Economie

Trump épargne l’industrie automobile européenne. Voici pourquoi…

Le président américain Trump n’a finalement pas concrétisé sa menace de taxer de 25 % les importations de voitures européennes aux États-Unis. Le droit d’importation actuel au taux de 2,5 % sera simplement maintenu.

Début 2018, Trump aurait déclaré au président français Emmanuel Macron qu’il maintiendrait sa position commerciale « jusqu’à ce qu’il n’y ait plus de Mercedes-Benz sur la Fifth Avenue à New York ». Selon Trump, il n’était plus acceptable que l’on puisse voir partout des voitures allemandes aux États-Unis, alors que les Chevrolet demeuraient rares en Allemagne.

Le ministère américain du commerce a alors ouvert une enquête pour déterminer si l’importation de voitures constituait une menace pour la sécurité nationale. Mais après consultation de l’UE, elle n’est pas parvenue à cette conclusion.

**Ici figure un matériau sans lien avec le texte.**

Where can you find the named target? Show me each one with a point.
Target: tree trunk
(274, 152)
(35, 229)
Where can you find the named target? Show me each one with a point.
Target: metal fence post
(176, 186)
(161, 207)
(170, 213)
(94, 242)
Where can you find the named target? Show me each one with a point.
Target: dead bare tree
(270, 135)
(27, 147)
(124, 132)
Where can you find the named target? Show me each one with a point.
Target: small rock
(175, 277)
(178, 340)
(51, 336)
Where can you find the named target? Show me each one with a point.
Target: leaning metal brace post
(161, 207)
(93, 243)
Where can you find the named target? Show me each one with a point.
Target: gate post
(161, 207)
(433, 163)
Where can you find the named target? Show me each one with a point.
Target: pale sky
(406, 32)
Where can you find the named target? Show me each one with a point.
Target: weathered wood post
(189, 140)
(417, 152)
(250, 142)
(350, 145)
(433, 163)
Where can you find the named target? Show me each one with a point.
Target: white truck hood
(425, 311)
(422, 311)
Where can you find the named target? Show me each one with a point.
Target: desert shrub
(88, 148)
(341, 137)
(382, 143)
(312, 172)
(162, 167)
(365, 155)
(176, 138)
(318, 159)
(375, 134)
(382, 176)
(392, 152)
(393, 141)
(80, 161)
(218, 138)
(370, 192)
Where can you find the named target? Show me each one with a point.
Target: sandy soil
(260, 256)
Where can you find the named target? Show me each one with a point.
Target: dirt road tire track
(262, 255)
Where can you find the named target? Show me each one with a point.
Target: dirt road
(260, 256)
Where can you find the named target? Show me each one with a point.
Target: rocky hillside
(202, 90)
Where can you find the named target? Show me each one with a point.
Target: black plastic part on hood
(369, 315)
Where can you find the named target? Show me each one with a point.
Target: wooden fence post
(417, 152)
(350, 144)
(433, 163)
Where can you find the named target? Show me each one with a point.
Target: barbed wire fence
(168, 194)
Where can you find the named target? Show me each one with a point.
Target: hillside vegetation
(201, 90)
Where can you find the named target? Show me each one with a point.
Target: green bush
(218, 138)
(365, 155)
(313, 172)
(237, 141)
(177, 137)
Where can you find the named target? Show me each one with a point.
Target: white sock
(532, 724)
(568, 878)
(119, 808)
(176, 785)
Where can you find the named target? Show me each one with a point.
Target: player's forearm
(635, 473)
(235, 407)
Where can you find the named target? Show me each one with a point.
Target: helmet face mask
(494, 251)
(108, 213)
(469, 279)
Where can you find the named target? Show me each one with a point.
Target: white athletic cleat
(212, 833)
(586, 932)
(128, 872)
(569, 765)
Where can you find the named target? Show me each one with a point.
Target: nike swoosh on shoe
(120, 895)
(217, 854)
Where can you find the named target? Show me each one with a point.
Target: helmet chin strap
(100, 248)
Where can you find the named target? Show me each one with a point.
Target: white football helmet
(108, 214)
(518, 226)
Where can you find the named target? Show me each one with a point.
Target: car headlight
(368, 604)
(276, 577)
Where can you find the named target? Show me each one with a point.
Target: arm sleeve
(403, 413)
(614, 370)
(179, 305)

Un certain nombre de choses ont amené Trump à laisser l’affaire en l’état pour le moment :

  1. Les constructeurs automobiles allemands ont promis de créer 25 000 nouveaux emplois aux États-Unis.
  2. Les constructeurs automobiles allemands ont employé 12 000 personnes aux États-Unis au cours des dernières décennies. La plupart d’entre eux dans les Etats du sud où Trump est très populaire.
  3. Une voiture sur six assemblée aux États-Unis provient d’une usine d’un constructeur automobile européen. [Une voiture sur cinq assemblée en Europe est également vendue aux États-Unis.]
  4. Les constructeurs automobiles américains Ford, Chrysler et General Motors se sont opposés à toute mesure protectionniste. Parce que l’importation des pièces détachées européennes qu’ils placent dans leurs voitures deviendrait également plus chère. Les fournisseurs européens de l’industrie automobile américaine emploient également 400 000 personnes aux États-Unis.
  5. Les constructeurs automobiles américains sont en difficulté sur le marché européen. Ils craignent que les contre-mesures que l’Europe pourrait prendre ne leur rendent la vie encore plus difficile.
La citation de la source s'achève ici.